In order to understand packet loss experienced by the computer at the end of the chain and the associated reduction in performance, Weathersoon's research group, collaborating with physics post-doctoral researcher Daniel Freedman, has developed an apparatus that uses a very precisely modulated laser to generate packets of optical signals, then analyzes what comes back with sub-picosecond accuracy. "The instrument measures 'ground truth' on the wire," Weatherspoon explained. In other words, it shows what's really happening, not just a measurement from a distance.

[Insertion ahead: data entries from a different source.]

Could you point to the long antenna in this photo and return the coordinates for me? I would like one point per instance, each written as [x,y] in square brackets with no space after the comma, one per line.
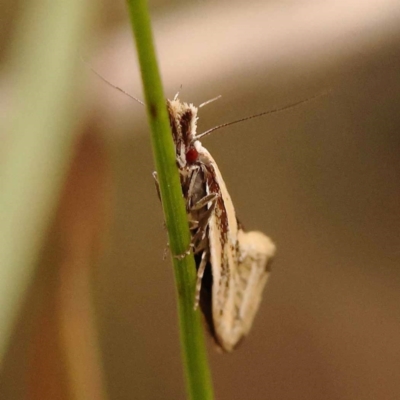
[111,84]
[275,110]
[209,101]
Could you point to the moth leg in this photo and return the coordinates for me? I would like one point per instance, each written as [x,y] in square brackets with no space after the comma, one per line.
[204,221]
[200,273]
[155,176]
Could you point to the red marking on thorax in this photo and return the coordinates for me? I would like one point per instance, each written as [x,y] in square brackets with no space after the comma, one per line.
[192,155]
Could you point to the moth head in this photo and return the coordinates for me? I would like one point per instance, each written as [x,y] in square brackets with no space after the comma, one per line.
[183,121]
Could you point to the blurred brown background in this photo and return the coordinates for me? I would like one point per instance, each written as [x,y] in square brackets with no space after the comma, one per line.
[321,179]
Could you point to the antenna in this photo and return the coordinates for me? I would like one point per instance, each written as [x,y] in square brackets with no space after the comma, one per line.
[209,101]
[112,85]
[275,110]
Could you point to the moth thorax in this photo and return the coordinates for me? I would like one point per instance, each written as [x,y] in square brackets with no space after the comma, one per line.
[192,155]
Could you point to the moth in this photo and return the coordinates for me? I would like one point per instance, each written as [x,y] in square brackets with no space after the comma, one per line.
[233,266]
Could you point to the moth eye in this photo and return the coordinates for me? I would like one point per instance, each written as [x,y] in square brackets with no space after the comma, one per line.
[192,155]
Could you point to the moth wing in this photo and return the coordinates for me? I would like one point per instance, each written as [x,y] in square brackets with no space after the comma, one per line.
[256,253]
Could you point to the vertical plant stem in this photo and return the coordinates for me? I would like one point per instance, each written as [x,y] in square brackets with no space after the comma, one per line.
[198,378]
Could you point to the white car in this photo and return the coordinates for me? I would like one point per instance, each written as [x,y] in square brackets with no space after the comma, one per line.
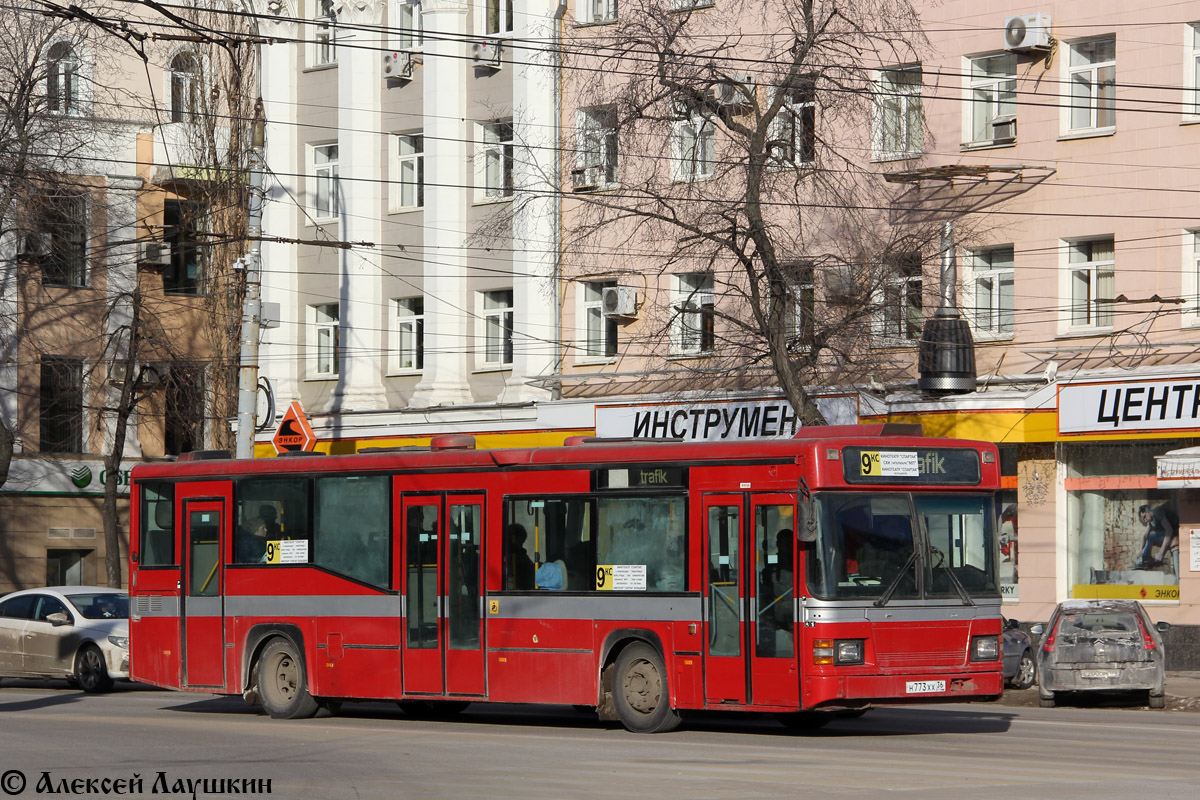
[81,633]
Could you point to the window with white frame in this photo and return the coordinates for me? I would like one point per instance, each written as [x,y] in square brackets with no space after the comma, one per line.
[695,322]
[411,334]
[898,127]
[498,17]
[323,181]
[324,34]
[595,142]
[497,160]
[408,29]
[327,340]
[793,131]
[599,331]
[1092,67]
[901,318]
[185,74]
[991,286]
[497,318]
[408,172]
[597,11]
[693,149]
[1192,82]
[1192,277]
[64,84]
[993,100]
[1090,272]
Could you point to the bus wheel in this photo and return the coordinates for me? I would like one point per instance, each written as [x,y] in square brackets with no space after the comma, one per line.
[90,671]
[281,683]
[805,720]
[641,692]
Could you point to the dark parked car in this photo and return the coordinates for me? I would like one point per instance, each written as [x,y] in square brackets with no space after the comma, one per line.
[1020,669]
[1101,645]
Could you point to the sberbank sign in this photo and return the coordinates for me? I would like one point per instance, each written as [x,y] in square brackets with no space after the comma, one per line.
[55,476]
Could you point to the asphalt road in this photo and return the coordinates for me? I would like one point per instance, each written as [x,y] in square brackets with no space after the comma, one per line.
[376,751]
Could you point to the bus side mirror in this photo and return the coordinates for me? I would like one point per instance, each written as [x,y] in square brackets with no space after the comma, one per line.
[805,522]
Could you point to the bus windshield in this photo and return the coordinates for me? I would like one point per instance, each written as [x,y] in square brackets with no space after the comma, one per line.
[903,546]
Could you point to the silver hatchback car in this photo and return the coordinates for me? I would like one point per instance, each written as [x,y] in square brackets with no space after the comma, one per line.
[1101,645]
[81,633]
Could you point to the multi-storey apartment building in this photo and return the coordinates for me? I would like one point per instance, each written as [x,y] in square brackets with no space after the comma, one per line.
[435,163]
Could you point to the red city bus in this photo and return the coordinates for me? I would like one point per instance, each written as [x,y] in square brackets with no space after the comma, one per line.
[809,577]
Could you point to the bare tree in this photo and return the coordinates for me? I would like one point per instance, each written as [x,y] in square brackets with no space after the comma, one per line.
[737,145]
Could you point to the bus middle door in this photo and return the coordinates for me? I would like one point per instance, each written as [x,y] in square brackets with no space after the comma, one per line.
[443,566]
[750,547]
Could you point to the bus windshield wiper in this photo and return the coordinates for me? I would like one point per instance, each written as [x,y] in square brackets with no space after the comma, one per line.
[954,578]
[895,582]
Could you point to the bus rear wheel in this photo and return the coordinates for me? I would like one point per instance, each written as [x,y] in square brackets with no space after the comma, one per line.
[282,683]
[641,692]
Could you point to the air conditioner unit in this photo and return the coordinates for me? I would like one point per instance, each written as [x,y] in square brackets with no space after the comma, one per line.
[154,253]
[738,92]
[487,54]
[1003,128]
[618,301]
[397,66]
[1027,32]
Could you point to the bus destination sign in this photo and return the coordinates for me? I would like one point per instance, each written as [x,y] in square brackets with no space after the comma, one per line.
[911,465]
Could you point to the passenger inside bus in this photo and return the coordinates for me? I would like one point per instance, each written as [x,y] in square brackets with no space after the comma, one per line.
[519,561]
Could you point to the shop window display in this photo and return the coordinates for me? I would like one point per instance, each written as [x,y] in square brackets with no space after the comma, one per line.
[1122,533]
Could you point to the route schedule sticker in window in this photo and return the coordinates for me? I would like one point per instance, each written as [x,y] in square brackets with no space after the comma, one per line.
[621,577]
[888,463]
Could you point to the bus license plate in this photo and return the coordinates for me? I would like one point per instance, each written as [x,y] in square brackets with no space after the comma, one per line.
[924,686]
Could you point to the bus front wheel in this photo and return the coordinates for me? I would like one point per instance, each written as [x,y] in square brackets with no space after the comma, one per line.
[641,692]
[282,683]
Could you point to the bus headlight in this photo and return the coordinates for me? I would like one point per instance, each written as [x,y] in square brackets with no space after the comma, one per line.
[984,648]
[849,651]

Software to operate the testing device was developed by Freedman and Weatherspoon's graduate student Tudor Marian.

A surprise in early testing was that transmission problems show up on the uncongested LambdaRail network, meaning they also may appear on private networks used by businesses and institutions. "I have discovered that contrary to the widely held supposition that such networks are largely stable, lossless and jitter free, these networks can be rather unstable, prone to loss and sources of significant jitter," Weatherspoon reported in his proposal to IBM. The longer the path, the worse packet loss experienced by the end-host, he added.

A key problem, the research shows, is that packets tend to bunch up en route and arrive in rapid-fire streams that the receiving computers can't process fast enough.

Other aspects of the IBM collaboration include developing software that parallelizes the incoming signals to make better use of "multicore" parallel processors, which may help in dealing with rapid-fire incoming packets, and finding ways to reduce energy consumption in large data centers by telling the systems when they can turn off disks that are not needed.

Overall, Weatherspoon said, there are "mismatches between abstraction and physical realities" in today's cloud computing. By removing these bottlenecks, he said, he hopes to facilitate the next generation of data centers.